Mortgage Delinquencies Surge in Toronto as Renewal Crisis Intensifies
The Canada Mortgage and Housing Corporation (CMHC) has issued a stark warning about the state of mortgage delinquencies across Canada, with particular concern focused on Toronto where payment defaults have more than quadrupled since 2022. According to a new report from the national housing agency, this troubling trend shows no signs of abating as approximately one million mortgages are scheduled for renewal this year, most at significantly higher interest rates.

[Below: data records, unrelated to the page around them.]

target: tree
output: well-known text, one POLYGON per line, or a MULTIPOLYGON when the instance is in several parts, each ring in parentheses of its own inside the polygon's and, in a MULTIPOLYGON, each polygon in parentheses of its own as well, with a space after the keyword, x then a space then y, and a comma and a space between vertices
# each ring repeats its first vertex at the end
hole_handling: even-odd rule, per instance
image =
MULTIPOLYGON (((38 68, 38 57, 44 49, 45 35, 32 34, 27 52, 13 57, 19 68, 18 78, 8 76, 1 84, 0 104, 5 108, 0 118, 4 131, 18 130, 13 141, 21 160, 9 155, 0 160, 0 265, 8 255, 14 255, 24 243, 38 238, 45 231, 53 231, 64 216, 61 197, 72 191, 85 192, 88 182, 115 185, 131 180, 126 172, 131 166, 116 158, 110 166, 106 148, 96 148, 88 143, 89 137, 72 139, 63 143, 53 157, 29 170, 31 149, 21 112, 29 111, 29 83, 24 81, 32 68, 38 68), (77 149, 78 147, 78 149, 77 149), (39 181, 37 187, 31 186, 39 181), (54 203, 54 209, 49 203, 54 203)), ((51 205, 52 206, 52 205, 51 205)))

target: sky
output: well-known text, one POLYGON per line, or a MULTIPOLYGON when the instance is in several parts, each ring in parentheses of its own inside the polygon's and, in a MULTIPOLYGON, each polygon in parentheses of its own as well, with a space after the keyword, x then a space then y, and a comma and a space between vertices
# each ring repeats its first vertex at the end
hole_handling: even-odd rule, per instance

National Mortgage Arrears on the Rise
CMHC data reveals that the national mortgage arrears rate—representing homeowners who have missed payments for 90 days or more—has experienced a significant increase of seven basis points from the third quarter of 2023 to the third quarter of 2025. This upward trajectory in delinquencies comes at a critical juncture for Canadian homeowners, with the Bank of Canada projecting that 60 percent of those renewing mortgages this year will face higher payments, averaging six percent increases but potentially reaching 15 to 20 percent for popular five-year fixed mortgages.
Toronto's Perfect Storm of Financial Pressure
The situation in Toronto represents a convergence of multiple economic pressures creating what CMHC describes as elevated delinquency risks throughout 2026. Homeowners in Canada's largest city are grappling with several compounding factors:
- Higher mortgage payments due to interest rate increases
- Greater household debt levels from elevated real estate costs
- Falling home prices and slowing sales in the housing market
- A weaker job market reducing income stability
- Individual real estate investors facing rising costs alongside falling rental income
The Toronto Regional Real Estate Board (TRREB) has reinforced these concerns, projecting further home price declines in the first half of 2026 and reporting December sales that fell 20 percent compared to the previous year.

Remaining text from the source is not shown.